Der sFlt-1/PlGF-Quotient hat sich bezogen auf den diagnostischen Algorithmus und die Prognoseabschätzung der Präeklampsie (PE) im klinischen Alltag etabliert. Mütterliche und gestationsbedingte Komorbiditäten können die Performance des sFlt-1/PlGF-Quotienten und seiner Bestandteile beeinflussen und erfordern ein entsprechendes Wissen über mögliche Fallstricke. Ziel dieser Arbeit ist es, eine aktuelle, narrative Literaturübersicht im Kontext der diagnostischen und prädiktiven Performance des sFlt-1/PlGF-Quotienten in speziellen Patientinnenkollektiven zu geben.
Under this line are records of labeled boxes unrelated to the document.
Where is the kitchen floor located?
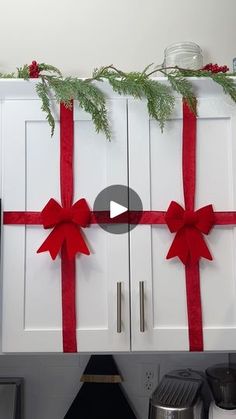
[0,353,233,419]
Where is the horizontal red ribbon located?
[3,211,236,226]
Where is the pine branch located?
[39,63,62,77]
[0,73,16,79]
[210,73,236,102]
[17,64,30,80]
[94,66,175,130]
[45,76,111,139]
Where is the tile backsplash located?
[0,353,232,419]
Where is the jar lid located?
[165,41,202,54]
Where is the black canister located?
[206,364,236,410]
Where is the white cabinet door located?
[2,99,130,352]
[128,94,236,351]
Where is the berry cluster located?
[29,61,40,79]
[202,63,229,73]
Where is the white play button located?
[93,185,143,234]
[110,201,128,218]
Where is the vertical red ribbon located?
[182,101,203,351]
[60,102,77,352]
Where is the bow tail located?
[166,228,189,264]
[65,224,90,260]
[185,227,212,264]
[37,225,65,260]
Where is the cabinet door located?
[128,96,236,351]
[2,99,130,352]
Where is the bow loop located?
[165,201,215,265]
[37,198,91,259]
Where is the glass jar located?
[163,42,203,70]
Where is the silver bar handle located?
[139,281,145,332]
[117,282,121,333]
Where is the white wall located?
[0,0,236,76]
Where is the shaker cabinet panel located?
[2,99,130,352]
[128,97,236,351]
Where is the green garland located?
[0,61,236,139]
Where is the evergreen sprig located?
[178,69,236,103]
[93,66,175,130]
[44,76,111,139]
[0,61,236,139]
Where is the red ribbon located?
[165,201,214,265]
[37,198,90,259]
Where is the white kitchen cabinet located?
[0,80,236,352]
[128,80,236,351]
[0,81,130,352]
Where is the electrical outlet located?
[140,363,159,397]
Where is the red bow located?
[165,201,215,265]
[37,198,91,259]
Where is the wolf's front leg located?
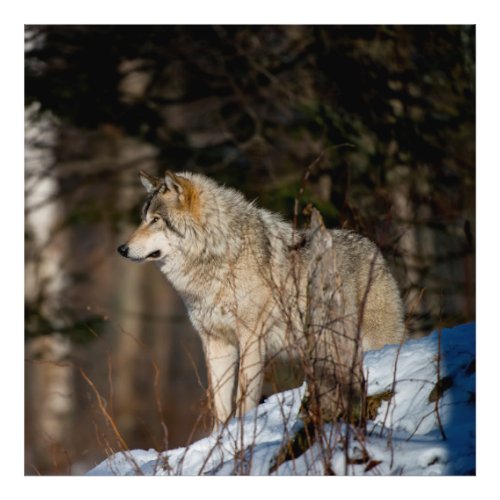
[204,337,238,426]
[236,338,265,416]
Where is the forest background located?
[25,25,476,474]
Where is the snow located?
[87,323,476,476]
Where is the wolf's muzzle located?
[116,243,128,257]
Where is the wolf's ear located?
[139,170,160,193]
[165,170,186,197]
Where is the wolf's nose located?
[116,243,128,257]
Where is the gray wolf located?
[118,171,404,423]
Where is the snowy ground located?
[87,323,476,476]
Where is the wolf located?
[118,171,404,425]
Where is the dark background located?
[25,25,475,474]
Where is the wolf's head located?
[118,171,200,262]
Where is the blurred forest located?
[25,25,475,474]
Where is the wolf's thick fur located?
[118,172,404,422]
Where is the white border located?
[0,0,500,500]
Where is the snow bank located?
[87,323,476,476]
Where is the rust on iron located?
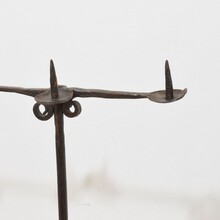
[0,60,187,220]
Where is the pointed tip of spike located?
[50,59,59,99]
[165,60,173,100]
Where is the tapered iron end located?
[50,60,59,99]
[165,60,173,100]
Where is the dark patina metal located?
[0,60,187,220]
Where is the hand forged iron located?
[0,60,187,220]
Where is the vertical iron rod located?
[54,104,68,220]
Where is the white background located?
[0,0,220,220]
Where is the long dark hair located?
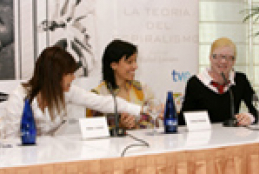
[102,39,137,89]
[23,46,77,116]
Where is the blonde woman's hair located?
[210,37,237,58]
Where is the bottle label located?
[165,118,178,133]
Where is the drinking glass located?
[145,99,163,135]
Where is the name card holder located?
[79,116,110,139]
[183,111,211,131]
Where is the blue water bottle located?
[164,91,178,134]
[20,99,37,145]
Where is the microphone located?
[221,72,238,127]
[107,83,126,137]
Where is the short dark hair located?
[102,39,137,89]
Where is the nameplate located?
[183,111,211,131]
[79,117,110,139]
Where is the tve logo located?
[172,70,191,82]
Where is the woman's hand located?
[120,113,136,129]
[235,113,251,126]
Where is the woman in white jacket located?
[2,46,142,137]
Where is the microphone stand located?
[107,83,126,137]
[221,72,238,127]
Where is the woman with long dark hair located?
[4,46,141,136]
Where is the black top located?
[179,72,258,125]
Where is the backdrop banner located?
[14,0,199,107]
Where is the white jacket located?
[1,85,141,137]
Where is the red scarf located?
[211,81,229,94]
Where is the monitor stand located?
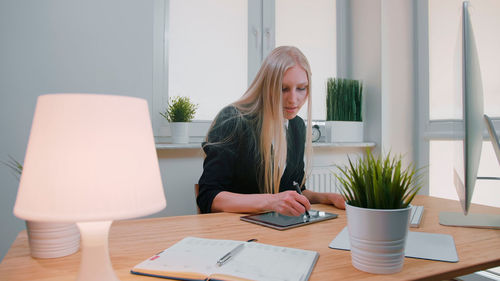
[439,212,500,229]
[439,114,500,229]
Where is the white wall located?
[346,0,415,163]
[0,0,420,258]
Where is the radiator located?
[306,167,338,193]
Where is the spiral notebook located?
[131,237,319,281]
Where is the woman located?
[197,46,345,216]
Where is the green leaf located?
[335,149,423,209]
[160,97,198,122]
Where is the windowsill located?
[156,142,375,150]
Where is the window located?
[426,0,500,206]
[152,0,336,139]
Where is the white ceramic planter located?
[26,221,80,258]
[170,122,189,143]
[325,121,364,142]
[346,204,410,274]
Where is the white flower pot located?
[170,122,189,143]
[325,121,364,142]
[346,204,410,274]
[26,221,80,258]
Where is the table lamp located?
[14,94,166,281]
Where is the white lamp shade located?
[14,94,166,222]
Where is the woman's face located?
[281,65,309,120]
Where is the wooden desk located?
[0,196,500,281]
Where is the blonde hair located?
[207,46,312,193]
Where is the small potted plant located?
[326,78,363,142]
[160,96,198,143]
[335,150,421,274]
[1,155,80,258]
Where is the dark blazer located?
[196,106,306,213]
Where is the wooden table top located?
[0,196,500,281]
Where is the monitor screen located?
[453,1,484,215]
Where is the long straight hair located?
[232,46,312,193]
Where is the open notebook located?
[131,237,319,281]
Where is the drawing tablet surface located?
[240,210,337,230]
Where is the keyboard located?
[410,206,424,227]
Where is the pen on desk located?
[217,239,257,266]
[293,181,311,218]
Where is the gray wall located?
[0,0,153,259]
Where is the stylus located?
[293,181,311,219]
[217,239,257,266]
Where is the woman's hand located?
[268,190,311,216]
[302,189,345,210]
[325,193,345,210]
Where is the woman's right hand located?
[269,190,311,216]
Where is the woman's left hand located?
[325,193,345,210]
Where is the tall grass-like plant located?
[326,78,363,121]
[335,149,422,209]
[160,97,198,122]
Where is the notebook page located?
[134,237,318,281]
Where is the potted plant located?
[160,96,198,143]
[2,155,80,258]
[326,78,363,142]
[335,150,421,274]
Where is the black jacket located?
[196,106,306,213]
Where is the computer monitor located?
[484,114,500,166]
[439,1,500,228]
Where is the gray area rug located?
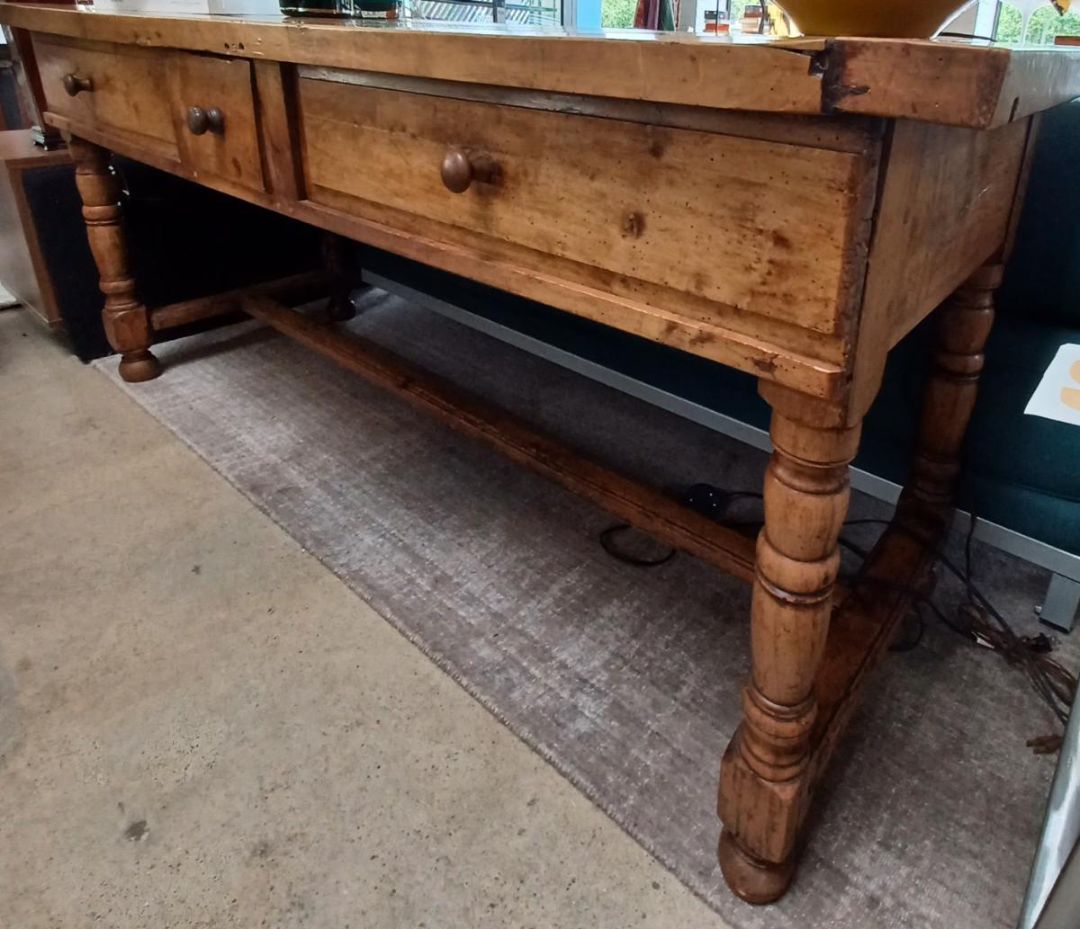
[99,292,1080,929]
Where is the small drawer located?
[33,36,177,161]
[298,72,865,335]
[168,52,266,191]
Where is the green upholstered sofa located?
[359,102,1080,629]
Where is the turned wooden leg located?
[70,138,161,381]
[900,265,1002,531]
[719,396,860,903]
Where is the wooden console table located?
[0,3,1080,902]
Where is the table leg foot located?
[120,349,161,383]
[716,830,795,905]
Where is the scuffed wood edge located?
[0,2,824,115]
[816,39,1006,129]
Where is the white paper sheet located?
[1024,345,1080,426]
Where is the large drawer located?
[299,72,870,334]
[33,36,177,160]
[35,36,265,190]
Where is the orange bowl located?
[780,0,974,39]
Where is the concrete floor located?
[0,310,724,929]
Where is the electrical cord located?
[599,484,1077,754]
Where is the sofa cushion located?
[998,100,1080,327]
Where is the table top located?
[6,2,1080,129]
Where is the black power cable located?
[600,484,1077,753]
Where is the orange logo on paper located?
[1062,361,1080,409]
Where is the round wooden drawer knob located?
[440,148,502,193]
[64,75,94,97]
[188,107,225,135]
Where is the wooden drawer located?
[299,72,873,335]
[168,52,265,190]
[33,36,177,161]
[35,36,265,190]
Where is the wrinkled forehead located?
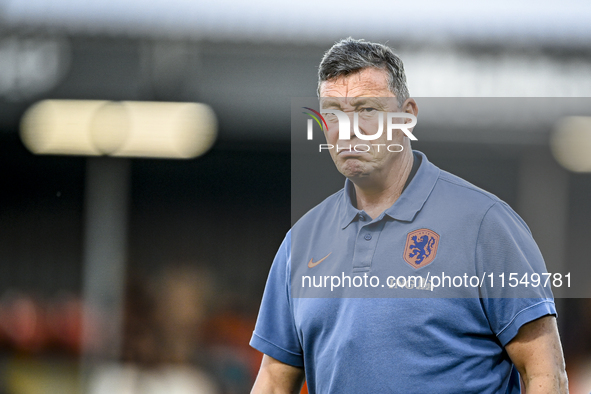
[318,67,394,97]
[319,97,398,111]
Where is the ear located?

Zu potenziellen Störfaktoren der klinischen Interpretier- und Anwendbarkeit des sFlt-1/PlGF-Quotienten zählen hier u. a. eine chronische Nierenerkrankung, Zwillingsschwangerschaften und eine mütterliche Adipositas. Dabei kommt es auf Basis von pathophysiologischen Mechanismen zu unterschiedlichen Konzentrationen von sFlt-1 und/oder PlGF im Blut der Mutter, wodurch eine Übertragung der gängigen Cut-off-Werte fehleranfällig sein kann. Inwieweit bei diesen Patientinnengruppen eine Anpassung der Cut-off-Werte erfolgen sollte, kann nur in großen prospektiven Kohortenstudien geklärt werden. Dies gilt sowohl für die Frage der Diagnose als auch Prognose.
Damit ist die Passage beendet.